Young already had a history of acting as a watchdog for crew safety and firing off blunt memorandums when the Challenger exploded shortly after takeoff in January 1986, killing all seven aboard. A memo he had sent three weeks earlier, leaked to the media after the tragedy, criticized NASA for compromising protection to meet launch schedules.

Shuttle Warnings

In news interviews and testimony to the presidential commission that investigated the accident, he warned that space shuttles would continue to reveal defects.

“The technical truth always has to be told, and telling it regardless of the consequences was one of my personality traits that people who knew me well learned to put up with,” Young wrote in “Forever Young,” his 2012 autobiography.

Young was reassigned in 1987 as special assistant for engineering, operations and safety at the Johnson Space Center in Houston, a move he viewed as punishment for his outspokenness.

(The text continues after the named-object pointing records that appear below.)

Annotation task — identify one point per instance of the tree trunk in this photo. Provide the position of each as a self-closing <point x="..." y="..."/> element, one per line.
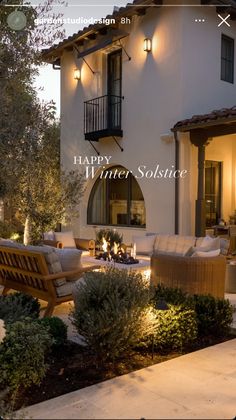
<point x="27" y="231"/>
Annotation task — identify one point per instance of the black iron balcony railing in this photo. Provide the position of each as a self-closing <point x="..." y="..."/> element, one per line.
<point x="102" y="117"/>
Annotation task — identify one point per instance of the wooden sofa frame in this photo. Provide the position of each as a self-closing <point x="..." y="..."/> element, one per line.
<point x="27" y="271"/>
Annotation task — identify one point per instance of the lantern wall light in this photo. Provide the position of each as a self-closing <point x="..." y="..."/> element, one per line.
<point x="147" y="45"/>
<point x="77" y="74"/>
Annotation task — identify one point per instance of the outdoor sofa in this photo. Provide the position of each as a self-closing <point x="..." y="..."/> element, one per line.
<point x="195" y="265"/>
<point x="41" y="271"/>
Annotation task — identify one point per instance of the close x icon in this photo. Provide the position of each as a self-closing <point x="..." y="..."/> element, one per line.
<point x="224" y="20"/>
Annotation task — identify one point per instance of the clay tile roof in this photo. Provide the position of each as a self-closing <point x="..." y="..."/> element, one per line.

“I wrote my memos to hit people over the head: with facts, with what-ifs, with contingencies, with options to contingencies, and with the stupidity and danger of absurd and ludicrous bureaucratic decisions,” Young wrote about the 2003 loss of the shuttle Columbia and seven more lives. “In retrospect, it’s just so damn hard to believe that we hadn’t pinpointed the problem.”

Test Pilot

John Watts Young was born Sept. 24, 1930, in San Francisco to William Young and Wanda Howland Young. The family moved to Cartersville, Georgia, and then Orlando, Florida, as his father sought work during the Depression.

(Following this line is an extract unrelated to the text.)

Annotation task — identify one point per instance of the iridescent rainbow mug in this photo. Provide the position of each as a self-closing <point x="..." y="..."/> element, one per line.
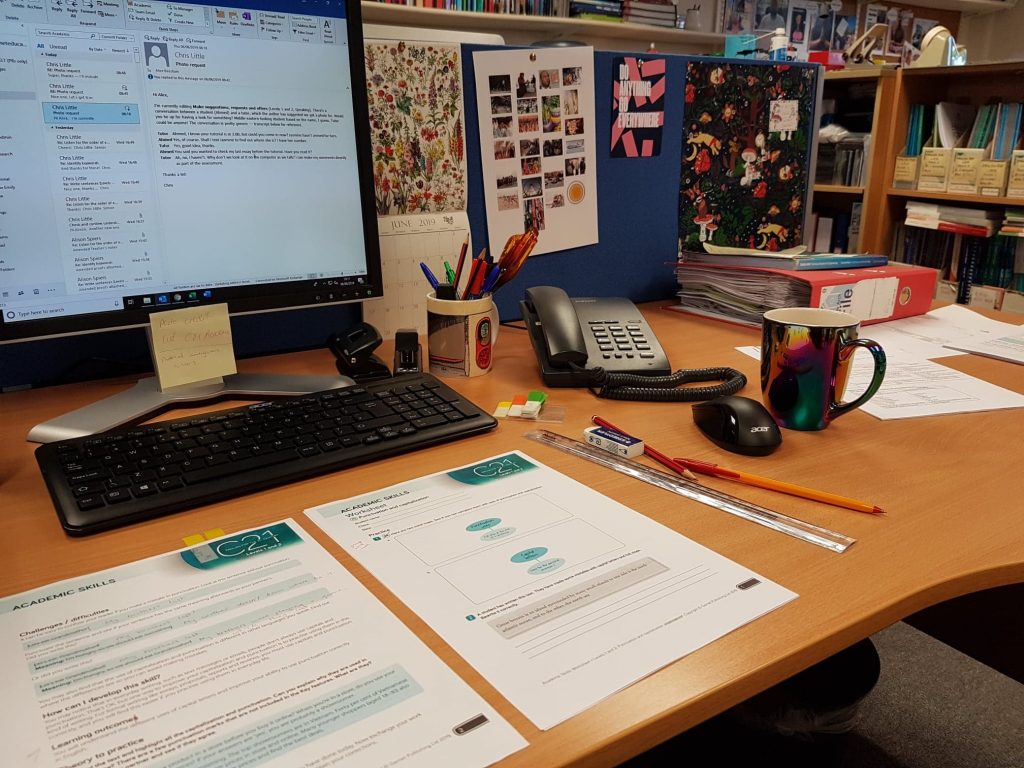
<point x="805" y="361"/>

Young earned a bachelor’s degree in aeronautical engineering from the Georgia Institute of Technology in Atlanta in 1952. He was an aviator in the Korean War and remained in the Navy as a test pilot until joining the astronaut corps.

Even after he was moved to a desk job, Young kept his credentials current and remained a qualified astronaut until retiring at age 74.

He acknowledged being haunted by the deaths of the two shuttle crews and of close friend Grissom, killed with two other astronauts in the 1967 fire during a test countdown for what was to have been Apollo 1.

“Even today, approaching a half century later, I swallow hard when I think back to the Apollo 1 fire and the deaths of our buddies,” Young wrote in his memoir.

Young was married to the former Susy Feldman. With his first wife, Barbara White Young, he had two children, John Jr. and Sandra.